In this study, the effect of citric acid was studied against pathogens involved in traumatic wounds not responding to conventional antibiotic therapy and local wound care. Citric acid was found effective against these pathogens in in vitro studies and was also found effective in the elimination of bacteria from the infection site and the acceleration of the wound‐healing process. Application of citric acid to the wounds in these cases resulted in rapid cleaning up of infected surfaces and renewal of epithelia. Citric acid was found highly effective in the treatment of these cases with success rate of around 95% in 5–25 applications of 3% citric acid. The rate of healing in these cases is more or less comparable with that of diabetic foot ulcers in which a healing rate of 93% has been reported but it is more when compared with burn infections in which a healing rate of 87% has been reported 16, 17. However, the number of applications needed in these cases is smaller (5–25 applications) and is comparable with that for burn infections in which 7–25 applications are needed, but not comparable with that for diabetic foot ulcers in which a larger number of applications are needed in most of the cases 16, 17 indicating that infections can easily be brought under control in these cases and thereby healing can be enhanced rapidly.

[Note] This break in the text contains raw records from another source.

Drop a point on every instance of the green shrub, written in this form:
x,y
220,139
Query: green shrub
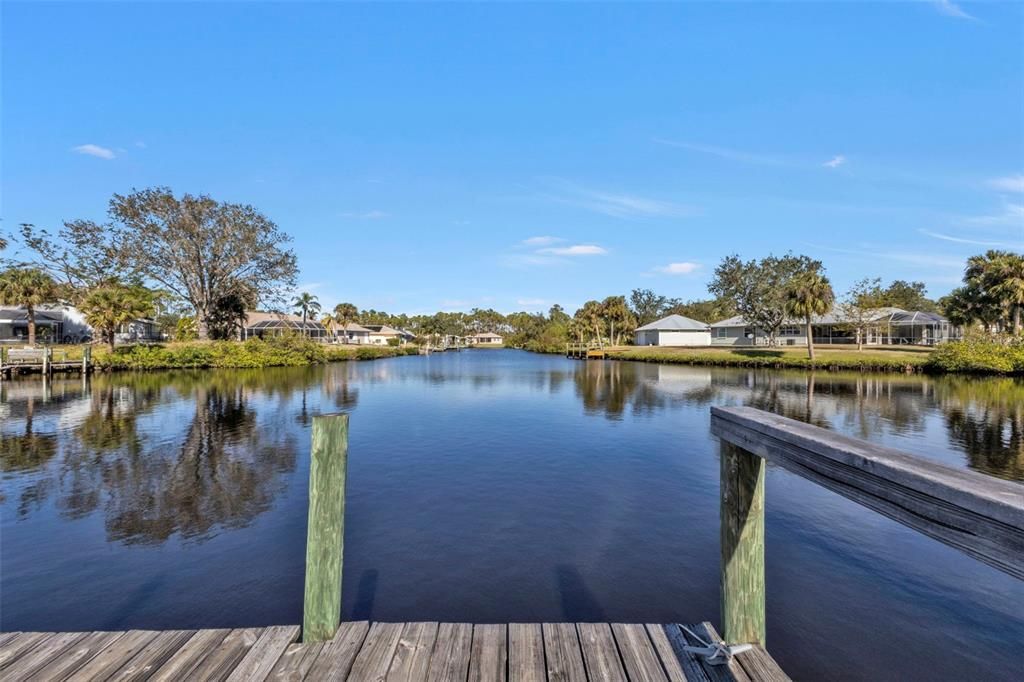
x,y
980,354
273,351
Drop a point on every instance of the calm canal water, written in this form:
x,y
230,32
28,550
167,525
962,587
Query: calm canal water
x,y
495,486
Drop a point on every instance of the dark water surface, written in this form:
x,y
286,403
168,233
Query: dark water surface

It is evident from the results of this study that citric acid has antibacterial activity, and simultaneously at the same time, it is not toxic to the cells involved in healing process like other routinely used antiseptic agents. It promotes wound healing and is the best alternative for the effective management of traumatic wound infections. Antibacterial activity, wound‐healing property and absence of adverse effects make citric acid a good dressing agent. Finally, we conclude that citric acid is safe and useful in the treatment of traumatic wound infections. These results suggest that there is an opportunity to design a study involving relevant control groups to confirm these preliminary findings and reach more useful and concrete conclusions.

Acknowledgements

The authors declare that they have no conflict of interest.